For this I'm going to use the very powerful and easy-to-use XGBoost classifier. I will train it with different amounts of data to find out how the amount of training data affects the performance.


At the same time I will assuring that the classifier gets enough time to learn as much as it can with the data in each turn: I will let the classifier run until it didn't improve for 100 epochs.
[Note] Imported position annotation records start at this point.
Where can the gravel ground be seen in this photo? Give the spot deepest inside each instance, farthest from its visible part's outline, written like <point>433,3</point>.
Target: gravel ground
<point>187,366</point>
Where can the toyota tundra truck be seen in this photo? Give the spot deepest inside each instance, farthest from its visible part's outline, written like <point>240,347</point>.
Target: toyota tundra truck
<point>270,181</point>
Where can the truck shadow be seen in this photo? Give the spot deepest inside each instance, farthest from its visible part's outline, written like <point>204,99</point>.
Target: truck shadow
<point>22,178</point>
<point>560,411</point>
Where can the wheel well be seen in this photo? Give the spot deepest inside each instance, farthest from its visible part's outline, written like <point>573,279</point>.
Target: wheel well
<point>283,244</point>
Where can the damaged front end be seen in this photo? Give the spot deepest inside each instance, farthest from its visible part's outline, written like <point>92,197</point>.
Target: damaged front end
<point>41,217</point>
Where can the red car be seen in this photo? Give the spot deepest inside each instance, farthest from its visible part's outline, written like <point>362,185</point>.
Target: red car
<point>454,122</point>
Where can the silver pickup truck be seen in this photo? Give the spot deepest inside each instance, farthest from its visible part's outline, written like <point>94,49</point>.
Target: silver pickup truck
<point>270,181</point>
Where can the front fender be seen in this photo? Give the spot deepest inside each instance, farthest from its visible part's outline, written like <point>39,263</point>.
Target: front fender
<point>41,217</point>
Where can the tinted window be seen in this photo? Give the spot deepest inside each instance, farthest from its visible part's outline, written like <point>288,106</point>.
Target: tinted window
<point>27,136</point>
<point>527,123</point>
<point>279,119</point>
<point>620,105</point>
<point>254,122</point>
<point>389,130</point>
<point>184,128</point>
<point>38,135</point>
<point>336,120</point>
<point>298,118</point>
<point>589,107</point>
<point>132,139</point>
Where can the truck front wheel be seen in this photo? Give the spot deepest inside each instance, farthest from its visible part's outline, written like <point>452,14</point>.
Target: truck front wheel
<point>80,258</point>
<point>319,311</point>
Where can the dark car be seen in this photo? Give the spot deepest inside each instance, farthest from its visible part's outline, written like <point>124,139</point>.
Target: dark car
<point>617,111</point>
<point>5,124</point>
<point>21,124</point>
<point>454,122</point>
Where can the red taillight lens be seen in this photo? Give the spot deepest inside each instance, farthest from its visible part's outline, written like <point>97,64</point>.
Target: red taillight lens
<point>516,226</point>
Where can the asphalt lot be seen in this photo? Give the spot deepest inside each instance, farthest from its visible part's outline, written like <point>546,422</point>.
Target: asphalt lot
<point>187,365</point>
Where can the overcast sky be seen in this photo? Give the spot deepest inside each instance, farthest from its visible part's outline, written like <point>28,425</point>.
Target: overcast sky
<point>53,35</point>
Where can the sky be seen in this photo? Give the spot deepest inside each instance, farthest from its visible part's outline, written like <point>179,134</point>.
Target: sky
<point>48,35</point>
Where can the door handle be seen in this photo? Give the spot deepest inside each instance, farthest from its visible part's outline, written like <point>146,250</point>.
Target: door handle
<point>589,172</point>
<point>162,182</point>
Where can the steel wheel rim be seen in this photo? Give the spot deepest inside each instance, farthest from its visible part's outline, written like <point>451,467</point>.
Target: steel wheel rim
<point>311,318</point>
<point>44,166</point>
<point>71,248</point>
If you like, have a look at the code, or skip it to check out the results.

import os
import xgboost as xgb
seed = 42
np.random.seed(seed=seed)
def generate_path():
    path = 'results/'
    tries = list(filter(lambda folder : 'try' in folder, os.listdir(path)))
    next_try = max([int(t[3:]) for t in tries]) + 1
    path += f'try{str(next_try)}'
    os.mkdir(path)
    return path
def training(number_of_training_samples=len(X_train)):
    training_data = xgb.DMatrix(data=X_train[:number_of_training_samples], 
                                label=y_train[:number_of_training_samples])
    validation_data = xgb.DMatrix(data=X_val,
                                 label=y_val)
    parameters = [("eta", 0.08), 
                  ("max_depth", 10), 
                  ("subsample", 0.8), 
                  ("colsample_bytree", 0.8), 
                  ("objective", "multi:softmax"), 
                  ("eval_metric", "merror"), 
                  ("alpha", 8),
                  ("lambda", 2),
                  ("num_class", 10)]
    num_boost_round = 10000
    early_stopping_rounds = 100
    evals = [(training_data, 'train'), (validation_data, 'validation')]
    boost = xgb.train(params=parameters, 
                    dtrain=training_data, 
                    num_boost_round=num_boost_round, 
                    evals=evals,
                    early_stopping_rounds=early_stopping_rounds, 
                    verbose_eval=False)
    y_pred = boost.predict(validation_data)
    score = sum([prediction == label for prediction, label in zip(y_pred, y_val)]) / len(y_val)
    number_of_iterations = boost.best_iteration
    return score, number_of_iterations
def evaluate(numbers_of_samples: list) -> pd.DataFrame:
    path = generate_path()
    categories = ['Number of labeled samples', 
                  'Number of iterations', 
                  'Accuracy']
    results = pd.DataFrame([], columns=categories)
    for samples in tqdm_notebook(numbers_of_samples):
        print(f'Number of samples: {samples}')
        np.random.seed(seed=seed)
        accuracy, number_of_iterations = training(number_of_training_samples=samples)
        results_of_this_run = pd.Series([samples, number_of_iterations, accuracy], index=categories)
        results = results.append(results_of_this_run, ignore_index=True)
    results.to_csv(f'{path}/results.csv')   
    return results
number_of_samples = [60000,50000,30000,10000,6000,1000,600,100]
results = evaluate(number_of_samples)

This is what we get:

Number of labeled samples

Number of iterations

Accuracy

60,000

343

0.9734

50,000

450

0.9724

30,000

469

0.9656

10,000

309

0.9449

6,000

247

0.9287

1,000

197

0.8400

600

392

0.8080

100

323

0.3488


As we can see, getting good results over 80% can already be achieved with less than 1% of the maximal amount of training images and over 90% with just 10%. Still, the more images, the higher the obtained accuracy.

Conclusion

We showed that you can sometimes emulate supervised learning with unsupervised and just rely on unlabeled data. However, the results were much worse than with labeled data.


When it comes to the amount of training data we have seen that for classifying handwritten digits you don't need 60,000 images. Above a certain sample size there are probably better things to do with your time than labeling, e.g. hyperparameter tuning. But having more data is always good and the number of images you need heavily relies on the problem.